Court Opinion

ID: 6897419
Source: CourtListenerOpinion
Date Created: 2022-07-23 21:51:21.447251+00
Date Added: 2024-06-11T16:06:02.982087
License: Public Domain

PER CURIAM.
Appellant was a prisoner, serving a sentence at Kilby Prison, Montgomery, Alabama. At his request, he was brought into court and permitted to argue his own case.
This same case has been heard and considered in many courts since the year 1928, and has been once before the Supreme Courts of Alabama (239 Ala. 699, 195 So. 905) and the United States (316 U.S. 678, 62 S.Ct. 1108, 86 L.Ed. 1751). The case was heard and considered by this court and an opinion rendered therein on December 26, 1941, covering each and every contention here raised by appellant. Wetzel v. Schaefer, 124 F.2d 308. It is here again on petition for review.

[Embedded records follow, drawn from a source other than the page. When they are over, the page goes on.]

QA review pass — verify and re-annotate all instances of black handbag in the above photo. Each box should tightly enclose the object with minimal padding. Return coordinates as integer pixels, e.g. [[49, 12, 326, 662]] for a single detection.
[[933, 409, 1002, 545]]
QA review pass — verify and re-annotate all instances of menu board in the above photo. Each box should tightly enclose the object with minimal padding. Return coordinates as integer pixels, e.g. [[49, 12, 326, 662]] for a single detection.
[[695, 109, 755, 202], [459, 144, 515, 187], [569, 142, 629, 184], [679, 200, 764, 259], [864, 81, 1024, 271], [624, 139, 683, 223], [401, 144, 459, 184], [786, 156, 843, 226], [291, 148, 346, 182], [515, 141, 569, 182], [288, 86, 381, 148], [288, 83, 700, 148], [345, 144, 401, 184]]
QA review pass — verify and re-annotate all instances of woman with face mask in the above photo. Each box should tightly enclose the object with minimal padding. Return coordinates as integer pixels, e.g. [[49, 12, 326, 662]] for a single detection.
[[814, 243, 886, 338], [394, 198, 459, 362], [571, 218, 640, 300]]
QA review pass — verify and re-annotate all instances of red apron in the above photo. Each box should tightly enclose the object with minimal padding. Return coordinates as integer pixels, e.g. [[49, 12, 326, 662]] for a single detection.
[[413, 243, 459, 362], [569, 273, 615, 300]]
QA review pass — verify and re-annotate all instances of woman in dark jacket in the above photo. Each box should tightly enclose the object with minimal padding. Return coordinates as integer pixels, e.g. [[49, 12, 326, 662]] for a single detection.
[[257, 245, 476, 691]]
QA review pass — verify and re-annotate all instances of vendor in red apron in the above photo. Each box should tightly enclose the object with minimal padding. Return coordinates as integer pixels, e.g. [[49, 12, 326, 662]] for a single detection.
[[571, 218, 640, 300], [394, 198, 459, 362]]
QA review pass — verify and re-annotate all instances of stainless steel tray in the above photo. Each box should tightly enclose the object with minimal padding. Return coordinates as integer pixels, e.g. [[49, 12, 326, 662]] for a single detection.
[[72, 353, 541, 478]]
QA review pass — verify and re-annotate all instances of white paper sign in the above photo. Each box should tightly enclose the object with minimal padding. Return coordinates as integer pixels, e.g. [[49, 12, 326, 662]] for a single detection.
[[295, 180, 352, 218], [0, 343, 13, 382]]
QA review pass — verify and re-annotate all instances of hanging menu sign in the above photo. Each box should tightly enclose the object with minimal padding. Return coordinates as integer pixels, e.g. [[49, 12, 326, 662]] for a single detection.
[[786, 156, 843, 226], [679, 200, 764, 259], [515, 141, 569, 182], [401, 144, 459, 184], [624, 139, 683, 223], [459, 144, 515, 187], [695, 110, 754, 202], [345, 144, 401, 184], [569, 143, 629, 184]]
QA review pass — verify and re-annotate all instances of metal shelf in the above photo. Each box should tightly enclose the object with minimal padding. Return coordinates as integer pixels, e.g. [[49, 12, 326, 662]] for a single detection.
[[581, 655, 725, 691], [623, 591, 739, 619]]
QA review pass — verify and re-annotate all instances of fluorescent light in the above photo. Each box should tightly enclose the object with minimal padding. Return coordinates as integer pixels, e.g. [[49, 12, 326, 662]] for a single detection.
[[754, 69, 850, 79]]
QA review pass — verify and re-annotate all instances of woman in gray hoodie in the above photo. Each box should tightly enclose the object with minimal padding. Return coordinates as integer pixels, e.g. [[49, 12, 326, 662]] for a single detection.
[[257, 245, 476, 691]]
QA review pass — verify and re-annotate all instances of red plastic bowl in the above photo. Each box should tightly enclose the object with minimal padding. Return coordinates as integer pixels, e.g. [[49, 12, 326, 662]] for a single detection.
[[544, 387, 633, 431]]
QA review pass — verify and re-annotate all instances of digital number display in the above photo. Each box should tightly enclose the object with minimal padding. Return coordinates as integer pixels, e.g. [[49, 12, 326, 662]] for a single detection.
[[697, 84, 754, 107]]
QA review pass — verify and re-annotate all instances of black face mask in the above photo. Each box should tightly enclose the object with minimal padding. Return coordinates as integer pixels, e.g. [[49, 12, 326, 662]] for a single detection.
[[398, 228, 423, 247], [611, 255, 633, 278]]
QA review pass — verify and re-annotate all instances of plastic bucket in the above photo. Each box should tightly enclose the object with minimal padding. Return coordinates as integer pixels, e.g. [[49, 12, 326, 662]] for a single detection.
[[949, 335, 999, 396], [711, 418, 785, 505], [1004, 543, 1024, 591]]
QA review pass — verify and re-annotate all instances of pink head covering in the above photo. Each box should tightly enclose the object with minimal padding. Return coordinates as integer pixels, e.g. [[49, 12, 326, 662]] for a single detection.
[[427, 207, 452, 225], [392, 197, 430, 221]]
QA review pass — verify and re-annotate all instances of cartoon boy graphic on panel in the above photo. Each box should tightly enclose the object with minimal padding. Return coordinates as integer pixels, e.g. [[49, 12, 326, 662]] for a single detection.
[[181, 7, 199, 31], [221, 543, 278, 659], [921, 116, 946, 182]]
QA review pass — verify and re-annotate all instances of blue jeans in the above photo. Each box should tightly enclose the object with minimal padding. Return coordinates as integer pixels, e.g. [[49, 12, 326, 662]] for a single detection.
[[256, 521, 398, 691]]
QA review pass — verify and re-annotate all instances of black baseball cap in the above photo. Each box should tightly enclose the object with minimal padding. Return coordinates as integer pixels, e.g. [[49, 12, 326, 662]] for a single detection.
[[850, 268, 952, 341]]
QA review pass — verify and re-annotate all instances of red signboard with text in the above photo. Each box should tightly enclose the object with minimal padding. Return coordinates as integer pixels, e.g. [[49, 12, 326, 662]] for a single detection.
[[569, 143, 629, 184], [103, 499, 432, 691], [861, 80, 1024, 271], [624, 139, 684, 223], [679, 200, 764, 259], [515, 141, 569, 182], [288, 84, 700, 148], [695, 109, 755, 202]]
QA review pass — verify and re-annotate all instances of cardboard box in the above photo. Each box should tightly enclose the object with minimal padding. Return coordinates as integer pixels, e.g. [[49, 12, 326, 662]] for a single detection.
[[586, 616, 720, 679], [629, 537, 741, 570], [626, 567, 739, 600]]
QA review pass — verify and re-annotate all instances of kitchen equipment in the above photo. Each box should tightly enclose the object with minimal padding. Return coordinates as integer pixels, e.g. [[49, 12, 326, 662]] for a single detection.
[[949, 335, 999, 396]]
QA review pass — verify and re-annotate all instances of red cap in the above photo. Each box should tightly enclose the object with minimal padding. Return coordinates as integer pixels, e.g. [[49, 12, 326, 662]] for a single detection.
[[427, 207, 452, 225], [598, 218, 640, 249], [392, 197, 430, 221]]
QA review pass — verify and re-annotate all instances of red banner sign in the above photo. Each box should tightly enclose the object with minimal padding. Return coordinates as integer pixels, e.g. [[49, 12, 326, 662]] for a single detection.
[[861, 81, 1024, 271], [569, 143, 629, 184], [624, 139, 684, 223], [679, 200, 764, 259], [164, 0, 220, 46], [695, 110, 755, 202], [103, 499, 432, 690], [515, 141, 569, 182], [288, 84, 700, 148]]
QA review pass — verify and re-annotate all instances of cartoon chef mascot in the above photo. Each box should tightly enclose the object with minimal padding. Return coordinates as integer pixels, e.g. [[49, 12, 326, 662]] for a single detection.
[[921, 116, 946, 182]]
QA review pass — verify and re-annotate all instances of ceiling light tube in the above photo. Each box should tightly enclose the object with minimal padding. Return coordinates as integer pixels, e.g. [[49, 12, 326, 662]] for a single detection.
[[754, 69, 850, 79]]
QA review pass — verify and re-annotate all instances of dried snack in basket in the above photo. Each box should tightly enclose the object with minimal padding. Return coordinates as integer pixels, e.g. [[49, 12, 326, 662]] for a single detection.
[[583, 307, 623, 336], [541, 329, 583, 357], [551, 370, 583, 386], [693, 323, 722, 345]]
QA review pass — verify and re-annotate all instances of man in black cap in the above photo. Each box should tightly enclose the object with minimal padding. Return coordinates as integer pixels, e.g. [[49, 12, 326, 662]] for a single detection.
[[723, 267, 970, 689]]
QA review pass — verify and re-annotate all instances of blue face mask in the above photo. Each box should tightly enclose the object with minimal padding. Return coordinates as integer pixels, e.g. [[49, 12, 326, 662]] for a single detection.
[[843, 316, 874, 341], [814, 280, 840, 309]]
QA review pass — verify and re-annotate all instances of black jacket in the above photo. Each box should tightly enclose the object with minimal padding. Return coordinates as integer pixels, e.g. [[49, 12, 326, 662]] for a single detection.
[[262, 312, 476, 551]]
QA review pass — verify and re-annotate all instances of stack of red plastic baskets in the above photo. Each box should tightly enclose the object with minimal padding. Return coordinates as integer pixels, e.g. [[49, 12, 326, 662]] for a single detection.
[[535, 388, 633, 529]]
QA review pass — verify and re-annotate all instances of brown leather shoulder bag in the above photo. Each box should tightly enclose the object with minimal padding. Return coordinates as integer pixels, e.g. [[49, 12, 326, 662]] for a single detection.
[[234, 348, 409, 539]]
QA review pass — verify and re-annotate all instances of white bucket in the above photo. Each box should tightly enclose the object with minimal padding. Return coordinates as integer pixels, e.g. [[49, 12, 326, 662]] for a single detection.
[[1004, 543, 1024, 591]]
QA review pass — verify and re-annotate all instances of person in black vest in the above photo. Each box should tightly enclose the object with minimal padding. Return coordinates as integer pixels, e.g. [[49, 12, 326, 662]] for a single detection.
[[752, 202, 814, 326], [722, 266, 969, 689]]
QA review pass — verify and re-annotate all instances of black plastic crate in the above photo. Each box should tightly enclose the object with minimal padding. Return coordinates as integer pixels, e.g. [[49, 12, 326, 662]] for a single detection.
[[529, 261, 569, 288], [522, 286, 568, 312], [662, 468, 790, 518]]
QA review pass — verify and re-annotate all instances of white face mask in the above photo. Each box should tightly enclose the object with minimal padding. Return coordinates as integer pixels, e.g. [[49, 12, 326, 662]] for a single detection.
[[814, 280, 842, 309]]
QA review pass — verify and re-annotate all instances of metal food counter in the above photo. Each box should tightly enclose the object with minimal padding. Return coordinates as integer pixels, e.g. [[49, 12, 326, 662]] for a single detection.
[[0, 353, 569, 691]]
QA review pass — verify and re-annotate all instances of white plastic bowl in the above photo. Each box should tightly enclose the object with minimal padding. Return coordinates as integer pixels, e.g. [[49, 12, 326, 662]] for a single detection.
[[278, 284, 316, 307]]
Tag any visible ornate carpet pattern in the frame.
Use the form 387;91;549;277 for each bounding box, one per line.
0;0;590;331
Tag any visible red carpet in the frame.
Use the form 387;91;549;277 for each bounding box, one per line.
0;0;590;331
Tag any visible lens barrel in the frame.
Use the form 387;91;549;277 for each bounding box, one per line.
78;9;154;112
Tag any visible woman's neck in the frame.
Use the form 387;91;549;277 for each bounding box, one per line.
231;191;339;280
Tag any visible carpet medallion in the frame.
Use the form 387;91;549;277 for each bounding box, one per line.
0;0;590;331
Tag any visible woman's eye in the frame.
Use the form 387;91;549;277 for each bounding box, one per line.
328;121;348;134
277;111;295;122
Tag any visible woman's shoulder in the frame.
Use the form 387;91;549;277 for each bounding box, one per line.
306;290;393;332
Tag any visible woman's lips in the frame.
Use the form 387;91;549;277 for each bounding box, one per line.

The court below, on September 16, 1946, and on petition of appellant, went into every phase of the case. The record discloses that the case was then fully and fairly heard, and with a patience and forbearance which bespeaks the eagerness of the trial judge to ascertain the true facts. After such hearing, the trial judge concluded his decree as follows: “That the plea to the jurisdiction of the court filed by the bankrupt on March 29th, 1943, is not well taken and that the order of the referee dismissing the same should be and the same is hereby confirmed. That the petition for review of the said order be and the same is hereby dismissed at the cost of the petitioner, Ed Wetzel.”
We find no reversible error in the record and the judgment is affirmed.